Monday, May 10, 2010
A Giving Mom
Tuesday, May 4, 2010
Have Fun!
“Busy-ness does not make us happy. Muller reminds us that the Chinese symbol for busy is composed of two characters: heart and killing.“
-From ‘The Trouble With Motherhood,’ by Christine Carter, PhD. April 26, 2010, http://greatergood.berkeley.edu/raising_happiness/post/the_trouble_with_motherhood.
That just about sums up my mother’s day message: busy-ness kills our hearts. I read Christine Carter’s blog entry over the weekend and it shocked my eyes wide open. Of course I already knew that preoccupation with daily chores, errands and classes sucks the life out of a person – don’t we all know that? But I did not know that someone made a study out of it, and proved that people can only live without fun for two days before they start to fall apart with anxiety disorder, headaches, sleeplessness, etc (see her article above for details about this experiment, by Mihaly Csikszentmihalyi, as described in his book Flow.)
It is both hilarious and horrifying to me that many moms are willing to live their lives as a sort of experiment in productivity without diversion. Purposefulness without playfulness apparently robs us of our mental and physical health, which of course takes away from our effectiveness in all areas of our life. The best part of Carter’s article tells us that life does not have to be this way; if we take time to insert non-productive fun in our schedule, our happiness level will increase (and probably our productivity, too, but at this point who cares?).
I often feel that fun activities are those I enjoy by myself. For example, I just finished a 12-mile bike ride on this sunny, windy day – startled periodically by delirious woodpeckers and sunbathing prairie dogs. (Two of the prairie dogs were sprawled out on the trail – I thought they were dead until they jumped up and scurried for cover. They looked just like my friends and I when we baked as teenagers – even down to the body types!) Now that was fun . . . as my four-year- old would say, “Wahoo Daddo!”

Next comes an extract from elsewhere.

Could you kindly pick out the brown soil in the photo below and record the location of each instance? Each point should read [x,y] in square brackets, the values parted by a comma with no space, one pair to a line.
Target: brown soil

But I also had a fantabulous time over the weekend on a mother-daughter campout at the zoo. Eleven girls and their moms got to spend an evening (including dinner and zoo walk), conspiratorial night of little sleep, and morning together. The girls’ electric chatter and wide-eyed wonder spread contagiously even to us yawny moms. You would think the lights of Colorado Springs, spread out below us, were fireworks on the Seine. A monkey zonked out overhead in a swing, a snoring gorilla, and a raucous peacock squawking from high in a tree; all these were sources of giggles and rapid-fire questions. We even fed giraffes: great, tall beautiful animals that clustered around us looking for crackers, their long black tongues snaking around all the bars of their enclosure, and the girls’ hair when they dared place crackers on their heads.
So much fun to be had . . .I am, in fact, going to put “have fun” on my list of 5-year goals. At the moment this list has items like: “be patient,” “be calm,” “be peaceful,” which all frankly sound good but boring. I think fun should be – if not first – at least prominently listed. To quote my little guy again, without fun, “you be in the trouble, mommo.” Have fun on Mother’s Day, everyone!